What do you make of the Coalition government and the cuts it has made to arts funding?
I haven’t really been around with the Cameron-Osborne thing. No, Osborne’s the chancellor, isn’t he? Nick Thingy. Clegg, yes. The cuts to the Film Council and so on. It’s happening all over the world, of course.
But elsewhere the approach hasn’t been so…
… draconian? Yes, yes. It’s idiotic, because actually your culture is the lifeblood of your history and your standing in the world as a people and as a nation and a country. It’s your culture that people talk about in 200 years’ time. They don’t talk about the brilliance of your banking system, they talk about what the artists were doing, what literature there was, what painting and now maybe what film. So I think it’s idiotic. But I also believe that artists can’t help but create, because they’re born artists and they’re driven and obsessed. And they’ll suffer for it. They always have historically: they did under communism, they did before there was any kind of Arts Council. So I’m not advocating the struggle and the suffering of artists, but I don’t think it’s a death knell because I believe in the life force of art. I just think it’s absolutely idiotic. Where art is cultivated and appreciated and financed and supported is where you get a flowering.
Do you think the cuts will have a particular impact on film?
The whole world of film is changing and nobody knows quite where it’s going to end up. We might be seeing the end of film. We might be at the beginning of the end of film as an art form.

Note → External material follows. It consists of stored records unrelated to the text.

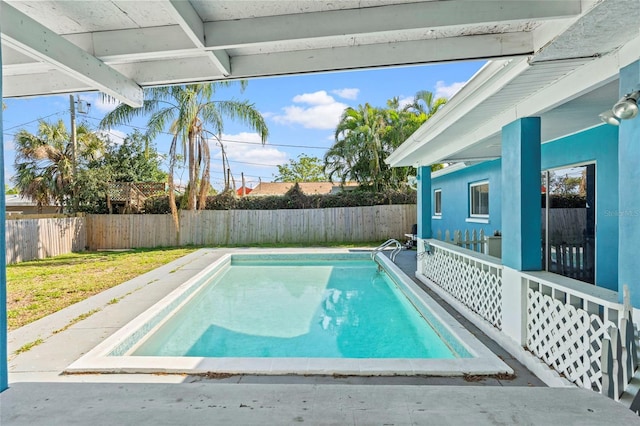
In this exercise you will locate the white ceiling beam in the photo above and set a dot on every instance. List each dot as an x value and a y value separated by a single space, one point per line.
22 32
38 78
37 84
192 25
423 15
388 54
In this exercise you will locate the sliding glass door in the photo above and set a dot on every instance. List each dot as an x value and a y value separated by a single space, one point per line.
568 221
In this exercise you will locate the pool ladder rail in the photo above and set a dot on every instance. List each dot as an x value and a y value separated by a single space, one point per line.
397 249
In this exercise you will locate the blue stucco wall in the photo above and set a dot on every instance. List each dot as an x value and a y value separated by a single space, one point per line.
455 198
599 145
628 212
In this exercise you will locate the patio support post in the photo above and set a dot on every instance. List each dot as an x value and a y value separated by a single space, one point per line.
4 370
521 222
424 202
628 184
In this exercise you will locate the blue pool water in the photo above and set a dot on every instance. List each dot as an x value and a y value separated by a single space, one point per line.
294 308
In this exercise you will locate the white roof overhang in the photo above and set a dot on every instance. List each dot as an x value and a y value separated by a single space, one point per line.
567 83
118 47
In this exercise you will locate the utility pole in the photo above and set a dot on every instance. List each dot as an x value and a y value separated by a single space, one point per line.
74 159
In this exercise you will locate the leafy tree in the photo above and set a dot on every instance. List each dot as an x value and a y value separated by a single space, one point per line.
366 136
134 160
190 113
305 169
44 161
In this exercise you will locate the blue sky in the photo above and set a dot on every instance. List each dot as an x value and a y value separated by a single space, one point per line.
300 110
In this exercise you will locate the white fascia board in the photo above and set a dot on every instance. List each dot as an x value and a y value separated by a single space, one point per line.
388 18
584 79
449 169
416 151
484 84
29 36
192 25
381 55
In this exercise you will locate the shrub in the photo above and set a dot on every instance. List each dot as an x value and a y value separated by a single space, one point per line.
293 199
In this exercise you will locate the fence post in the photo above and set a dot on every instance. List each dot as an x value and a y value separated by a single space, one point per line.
514 305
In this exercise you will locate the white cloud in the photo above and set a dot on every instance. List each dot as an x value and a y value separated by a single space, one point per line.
323 111
115 136
254 152
403 102
444 91
320 97
347 93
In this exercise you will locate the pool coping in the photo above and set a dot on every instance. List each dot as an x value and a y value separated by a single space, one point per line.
484 361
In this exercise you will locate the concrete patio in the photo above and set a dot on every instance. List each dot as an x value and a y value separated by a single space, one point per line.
40 394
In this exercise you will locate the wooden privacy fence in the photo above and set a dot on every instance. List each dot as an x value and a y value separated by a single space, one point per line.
28 239
237 227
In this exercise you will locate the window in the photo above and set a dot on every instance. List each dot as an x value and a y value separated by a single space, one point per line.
437 202
479 199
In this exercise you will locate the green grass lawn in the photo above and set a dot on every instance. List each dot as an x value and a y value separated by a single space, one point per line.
38 288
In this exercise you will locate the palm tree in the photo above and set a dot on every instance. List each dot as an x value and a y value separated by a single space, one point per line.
357 151
44 161
187 111
425 103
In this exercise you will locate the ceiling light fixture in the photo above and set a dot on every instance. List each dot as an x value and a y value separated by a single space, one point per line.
609 118
627 107
624 109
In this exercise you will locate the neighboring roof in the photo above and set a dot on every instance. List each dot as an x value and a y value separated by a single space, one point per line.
16 200
280 188
118 47
246 191
567 84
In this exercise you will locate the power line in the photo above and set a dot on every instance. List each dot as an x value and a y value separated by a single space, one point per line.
33 121
226 140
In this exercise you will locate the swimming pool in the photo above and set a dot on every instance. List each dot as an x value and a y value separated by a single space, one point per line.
312 322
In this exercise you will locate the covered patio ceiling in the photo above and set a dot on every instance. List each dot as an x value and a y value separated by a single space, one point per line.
119 47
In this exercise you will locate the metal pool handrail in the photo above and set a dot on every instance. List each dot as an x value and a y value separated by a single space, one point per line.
386 244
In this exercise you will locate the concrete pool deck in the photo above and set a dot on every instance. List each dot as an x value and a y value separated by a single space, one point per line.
39 394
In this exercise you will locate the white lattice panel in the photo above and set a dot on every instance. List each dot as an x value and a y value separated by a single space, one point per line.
476 285
567 339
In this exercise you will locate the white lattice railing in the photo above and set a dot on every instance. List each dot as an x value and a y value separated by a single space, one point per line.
568 326
472 278
567 339
579 330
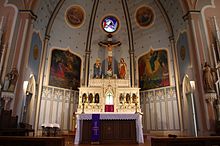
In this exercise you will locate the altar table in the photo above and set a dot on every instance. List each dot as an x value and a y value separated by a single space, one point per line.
111 116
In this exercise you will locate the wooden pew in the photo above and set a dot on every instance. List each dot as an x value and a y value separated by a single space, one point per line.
9 125
31 141
186 141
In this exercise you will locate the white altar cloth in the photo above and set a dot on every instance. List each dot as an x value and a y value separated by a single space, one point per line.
112 116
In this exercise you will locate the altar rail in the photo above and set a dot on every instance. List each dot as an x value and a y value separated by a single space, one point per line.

I don’t know. It’ll be the internet and piracy that will kill film. There’s a philosophy that the internet should be free, but the reality is that piracy will destroy the film industry and film as an art form because it’s expensive to make a movie. Maybe you’ll have funky little independent movies and it’ll go back and then start up again some other way.

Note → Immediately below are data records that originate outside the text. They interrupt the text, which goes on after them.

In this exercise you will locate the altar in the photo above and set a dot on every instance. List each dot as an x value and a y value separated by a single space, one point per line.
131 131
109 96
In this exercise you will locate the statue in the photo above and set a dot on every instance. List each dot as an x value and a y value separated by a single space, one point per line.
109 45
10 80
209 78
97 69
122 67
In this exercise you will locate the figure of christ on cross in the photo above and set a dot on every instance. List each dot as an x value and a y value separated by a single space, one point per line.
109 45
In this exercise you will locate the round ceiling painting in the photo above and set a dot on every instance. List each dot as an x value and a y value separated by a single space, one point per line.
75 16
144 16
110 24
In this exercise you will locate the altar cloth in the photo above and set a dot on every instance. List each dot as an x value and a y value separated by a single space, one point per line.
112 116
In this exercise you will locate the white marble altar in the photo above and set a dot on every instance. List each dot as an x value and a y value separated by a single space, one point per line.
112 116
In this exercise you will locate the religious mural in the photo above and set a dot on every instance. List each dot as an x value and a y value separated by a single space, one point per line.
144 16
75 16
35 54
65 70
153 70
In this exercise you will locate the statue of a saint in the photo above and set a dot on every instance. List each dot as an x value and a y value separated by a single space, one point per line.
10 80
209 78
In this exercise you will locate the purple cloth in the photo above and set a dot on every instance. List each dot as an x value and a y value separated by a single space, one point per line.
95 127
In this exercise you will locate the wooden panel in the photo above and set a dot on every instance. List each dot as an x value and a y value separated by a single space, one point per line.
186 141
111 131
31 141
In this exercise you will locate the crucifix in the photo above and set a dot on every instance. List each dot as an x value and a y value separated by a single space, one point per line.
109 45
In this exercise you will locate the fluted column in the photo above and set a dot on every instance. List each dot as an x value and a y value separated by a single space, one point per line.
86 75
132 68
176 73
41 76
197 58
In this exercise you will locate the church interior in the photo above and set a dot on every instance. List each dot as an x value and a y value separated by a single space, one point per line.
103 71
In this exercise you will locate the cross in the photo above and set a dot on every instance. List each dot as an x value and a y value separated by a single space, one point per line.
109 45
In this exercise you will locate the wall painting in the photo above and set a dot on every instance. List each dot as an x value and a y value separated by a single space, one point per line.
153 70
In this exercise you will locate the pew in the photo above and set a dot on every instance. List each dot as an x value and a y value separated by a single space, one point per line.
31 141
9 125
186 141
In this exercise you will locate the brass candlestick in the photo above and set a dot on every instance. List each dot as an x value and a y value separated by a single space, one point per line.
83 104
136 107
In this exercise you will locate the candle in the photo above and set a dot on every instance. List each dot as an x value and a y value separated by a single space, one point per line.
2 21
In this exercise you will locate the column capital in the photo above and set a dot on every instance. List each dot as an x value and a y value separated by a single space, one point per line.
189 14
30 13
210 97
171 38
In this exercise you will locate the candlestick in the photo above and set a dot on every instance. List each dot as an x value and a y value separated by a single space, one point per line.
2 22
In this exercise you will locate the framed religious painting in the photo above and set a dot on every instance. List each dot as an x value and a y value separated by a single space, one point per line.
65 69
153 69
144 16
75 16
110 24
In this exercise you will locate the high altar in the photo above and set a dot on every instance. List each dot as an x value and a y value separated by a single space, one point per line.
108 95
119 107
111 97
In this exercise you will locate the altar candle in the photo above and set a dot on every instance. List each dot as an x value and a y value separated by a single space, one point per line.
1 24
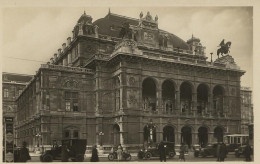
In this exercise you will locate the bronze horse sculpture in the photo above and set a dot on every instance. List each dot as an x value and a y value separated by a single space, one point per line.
224 49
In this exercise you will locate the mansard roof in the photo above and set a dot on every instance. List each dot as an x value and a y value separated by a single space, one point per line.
18 78
111 25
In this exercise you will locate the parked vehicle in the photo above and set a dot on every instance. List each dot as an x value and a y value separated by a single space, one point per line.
140 154
209 150
234 141
152 150
241 151
125 156
76 147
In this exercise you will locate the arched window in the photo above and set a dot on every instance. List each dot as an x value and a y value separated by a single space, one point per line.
186 97
202 98
168 96
218 100
149 94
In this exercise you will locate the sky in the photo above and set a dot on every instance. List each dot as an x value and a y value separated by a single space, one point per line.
36 33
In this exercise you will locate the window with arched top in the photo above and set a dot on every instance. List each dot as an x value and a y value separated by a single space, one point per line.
6 93
71 101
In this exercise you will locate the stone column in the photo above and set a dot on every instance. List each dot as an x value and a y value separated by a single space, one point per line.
69 59
159 98
211 107
195 139
194 102
178 101
211 136
80 29
98 98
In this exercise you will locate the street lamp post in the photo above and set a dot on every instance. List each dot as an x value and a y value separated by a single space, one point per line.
38 135
101 135
211 56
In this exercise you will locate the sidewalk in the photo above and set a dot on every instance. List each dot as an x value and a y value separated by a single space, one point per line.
33 154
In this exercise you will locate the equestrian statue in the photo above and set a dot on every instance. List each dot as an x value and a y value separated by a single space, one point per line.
224 48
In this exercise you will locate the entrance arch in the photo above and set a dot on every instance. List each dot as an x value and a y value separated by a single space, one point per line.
186 135
149 133
149 94
218 99
186 96
219 133
116 134
203 136
168 134
168 96
202 98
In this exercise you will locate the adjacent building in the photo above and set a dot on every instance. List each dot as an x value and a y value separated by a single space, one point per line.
124 80
12 86
247 117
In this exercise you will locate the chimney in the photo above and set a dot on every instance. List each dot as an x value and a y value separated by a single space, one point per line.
59 51
73 34
55 56
68 41
63 46
52 61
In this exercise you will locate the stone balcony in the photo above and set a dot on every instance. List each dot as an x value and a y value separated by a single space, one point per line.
66 68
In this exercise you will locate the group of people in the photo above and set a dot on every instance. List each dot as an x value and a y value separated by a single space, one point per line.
221 152
95 158
22 154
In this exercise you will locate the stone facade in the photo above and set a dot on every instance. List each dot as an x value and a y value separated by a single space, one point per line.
246 109
12 87
135 83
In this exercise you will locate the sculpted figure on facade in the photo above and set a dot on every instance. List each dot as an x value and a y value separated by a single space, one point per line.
224 47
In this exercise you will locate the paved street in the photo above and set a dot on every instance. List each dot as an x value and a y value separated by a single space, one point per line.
190 157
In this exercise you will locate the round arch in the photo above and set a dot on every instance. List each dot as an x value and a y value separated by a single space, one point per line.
186 135
202 97
219 133
168 95
116 134
172 81
218 99
186 90
203 135
149 133
219 87
151 78
149 94
169 133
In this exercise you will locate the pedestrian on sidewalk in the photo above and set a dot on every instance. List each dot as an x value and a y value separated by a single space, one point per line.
218 152
223 152
119 152
248 152
182 152
24 153
94 157
64 153
162 152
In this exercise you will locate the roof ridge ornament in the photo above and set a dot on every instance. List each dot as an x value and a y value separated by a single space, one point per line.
224 48
148 21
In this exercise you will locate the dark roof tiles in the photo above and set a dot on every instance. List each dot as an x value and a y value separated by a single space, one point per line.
111 25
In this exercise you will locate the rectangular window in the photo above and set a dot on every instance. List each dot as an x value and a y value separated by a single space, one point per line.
75 134
71 99
75 107
6 93
67 134
67 106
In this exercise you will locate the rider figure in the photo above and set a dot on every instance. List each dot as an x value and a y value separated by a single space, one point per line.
222 43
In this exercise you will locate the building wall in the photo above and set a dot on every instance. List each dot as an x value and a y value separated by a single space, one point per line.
246 109
43 115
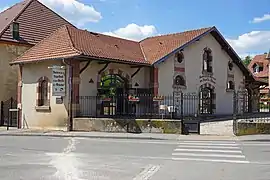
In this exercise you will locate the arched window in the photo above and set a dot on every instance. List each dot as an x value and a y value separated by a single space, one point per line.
207 60
179 57
179 81
43 89
230 85
230 66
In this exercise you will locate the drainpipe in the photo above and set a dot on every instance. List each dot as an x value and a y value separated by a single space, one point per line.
70 98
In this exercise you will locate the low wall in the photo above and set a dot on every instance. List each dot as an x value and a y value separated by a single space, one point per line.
217 127
249 128
127 125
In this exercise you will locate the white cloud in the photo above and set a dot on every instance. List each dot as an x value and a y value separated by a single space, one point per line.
4 8
254 42
265 17
74 11
134 32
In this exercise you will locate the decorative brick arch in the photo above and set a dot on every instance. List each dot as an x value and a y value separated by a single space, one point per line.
118 72
207 109
207 85
38 90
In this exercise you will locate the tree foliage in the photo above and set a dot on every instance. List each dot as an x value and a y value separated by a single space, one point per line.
247 60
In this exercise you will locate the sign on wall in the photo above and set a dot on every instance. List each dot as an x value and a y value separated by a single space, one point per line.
58 81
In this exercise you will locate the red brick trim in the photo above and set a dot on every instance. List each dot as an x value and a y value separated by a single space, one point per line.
156 84
19 96
38 89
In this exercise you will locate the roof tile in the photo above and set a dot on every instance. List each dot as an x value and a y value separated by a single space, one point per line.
260 59
157 47
36 22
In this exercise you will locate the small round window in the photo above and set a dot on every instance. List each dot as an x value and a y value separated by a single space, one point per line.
179 57
230 66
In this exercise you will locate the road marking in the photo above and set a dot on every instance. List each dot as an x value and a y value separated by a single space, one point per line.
212 144
208 147
209 141
66 162
209 150
143 141
147 173
211 160
208 155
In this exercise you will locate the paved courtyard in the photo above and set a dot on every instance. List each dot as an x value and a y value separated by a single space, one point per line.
64 158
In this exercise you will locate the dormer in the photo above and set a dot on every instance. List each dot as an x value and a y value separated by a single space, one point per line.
14 28
257 67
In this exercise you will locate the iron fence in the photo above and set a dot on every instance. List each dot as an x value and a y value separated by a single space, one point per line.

You’ve recently appeared in television commercials for the Nintendo Wii Fit. Do you use it?
Yes, I do use it, absolutely. Not in a massively committed way, because I basically loathe exercise, but I know that I’ve got to do it and it at least makes it kind of palatable and kind of fun. The good thing about the Wii is it’s all about balance. It’s simply about being balanced and just simply being balanced is quite a difficult thing. It seems ridiculous but it is.